Как-то вечером он вошел к нам запорошенный снегом и, смотря на меня сквозь запотевшие очки, говорит:
- Ну, Николай Андреевич, я никак не мог бы предположить, что вы сотрудничаете с этими отпетыми молодцами…
- С какими? - спрашиваю, удивленный.
- Да вот с этими, - говорит он и протягивает мне самостийный «Казачий вестник». Мать честная, во всю вторую страницу газеты - мои стихи!.. Без моего ведома сепаратисты Глазков и его дружина перепечатали несколько стихотворений из давно изданных книжек. Меня эта дерзость взорвала, и на следующий же день я отправился в Прагу искать редакцию той газеты.
Нашел где-то у вокзала. Врываюсь, а мне навстречу Глазков:
- Коля! Наконец-то ты у нас!
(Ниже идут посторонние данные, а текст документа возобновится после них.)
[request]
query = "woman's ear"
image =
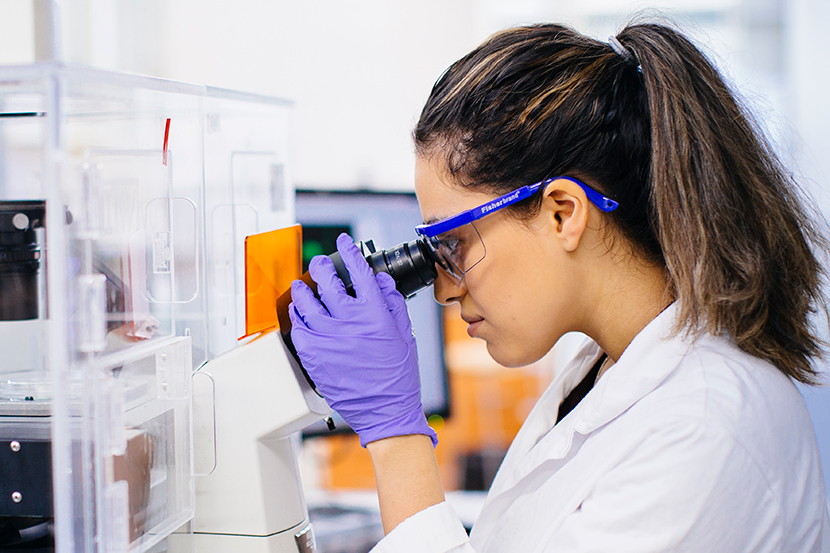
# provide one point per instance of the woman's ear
(566, 209)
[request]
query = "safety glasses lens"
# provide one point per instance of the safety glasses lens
(459, 250)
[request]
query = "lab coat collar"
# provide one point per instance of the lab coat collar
(647, 361)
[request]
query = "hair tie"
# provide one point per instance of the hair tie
(624, 53)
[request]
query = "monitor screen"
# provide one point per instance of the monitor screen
(388, 219)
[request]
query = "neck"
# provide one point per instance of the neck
(629, 294)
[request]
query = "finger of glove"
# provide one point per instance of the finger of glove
(363, 277)
(307, 306)
(396, 304)
(329, 286)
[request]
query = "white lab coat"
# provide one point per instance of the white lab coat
(682, 445)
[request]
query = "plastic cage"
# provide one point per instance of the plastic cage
(124, 203)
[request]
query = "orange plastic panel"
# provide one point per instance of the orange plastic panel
(272, 261)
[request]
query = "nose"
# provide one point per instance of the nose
(447, 289)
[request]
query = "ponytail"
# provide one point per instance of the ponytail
(735, 238)
(699, 190)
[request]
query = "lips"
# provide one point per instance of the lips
(472, 324)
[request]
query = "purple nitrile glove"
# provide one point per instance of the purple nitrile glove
(359, 351)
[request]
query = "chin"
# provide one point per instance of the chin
(511, 359)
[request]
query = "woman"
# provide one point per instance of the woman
(660, 224)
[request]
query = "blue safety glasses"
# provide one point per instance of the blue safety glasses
(455, 242)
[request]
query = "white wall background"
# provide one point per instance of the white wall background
(359, 70)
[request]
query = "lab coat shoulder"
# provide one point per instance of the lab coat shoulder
(685, 444)
(704, 462)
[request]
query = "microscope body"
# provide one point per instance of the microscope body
(251, 499)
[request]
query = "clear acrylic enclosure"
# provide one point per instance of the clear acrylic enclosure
(124, 203)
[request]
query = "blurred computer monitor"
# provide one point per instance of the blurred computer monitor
(388, 219)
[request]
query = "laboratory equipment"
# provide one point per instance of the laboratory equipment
(389, 219)
(130, 417)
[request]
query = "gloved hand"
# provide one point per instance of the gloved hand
(359, 351)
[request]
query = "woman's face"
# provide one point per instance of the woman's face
(519, 298)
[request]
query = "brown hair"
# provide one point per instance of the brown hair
(700, 190)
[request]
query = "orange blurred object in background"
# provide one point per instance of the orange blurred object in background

Садись, рассказывай!
- Садись? - взбешенно ору я. - Да я приехал вам морду бить!
- Да за что? Помилуй! - говорит Глазков.
- На каком основании вы осмелились напечатать несколько моих стихотворений? - не успокаиваюсь я.
- Но не кипятись - ведь мы же их перепечатали из твоих книг. А ни на одной из них не было означено, что права автора сохранены и перепечатка воспрещается. Мы и Пушкина с Лермонтовым можем перепечатывать…
- Ах, вы, чертовы души, - да ведь они же давно в могиле! А мне жить с этим вот пятном дальше!
- Ну, так иди подай на нас жалобу.
- Кому? Гиммлеру?..
Конечно, жаловаться в то время было бессмысленно, самостийники дали мне слово, что больше не напечатают ни строчки из моих произведений, и, хлопнув дверью, я ушел.
Забегая вперед, скажу, что эта страничка с моими стихами, напечатанная в «Казачьем вестнике» в конце 43-го, стоила мне после окончания войны шести месяцев тюрьмы, а чехами я был объявлен «военным преступником». Могли и повесить по ошибке. Тогда эта процедура делалась легко. Вспоминая Глазкова, я полгода просидел со всякой шпаной, чистил сортиры, мыл в камерах полы, пилил дрова, заметал гумполецкие улицы. Потом выпустили, даже извинились и вернули какую-то часть конфискованных у меня во время ареста вещей. Но об этом позже.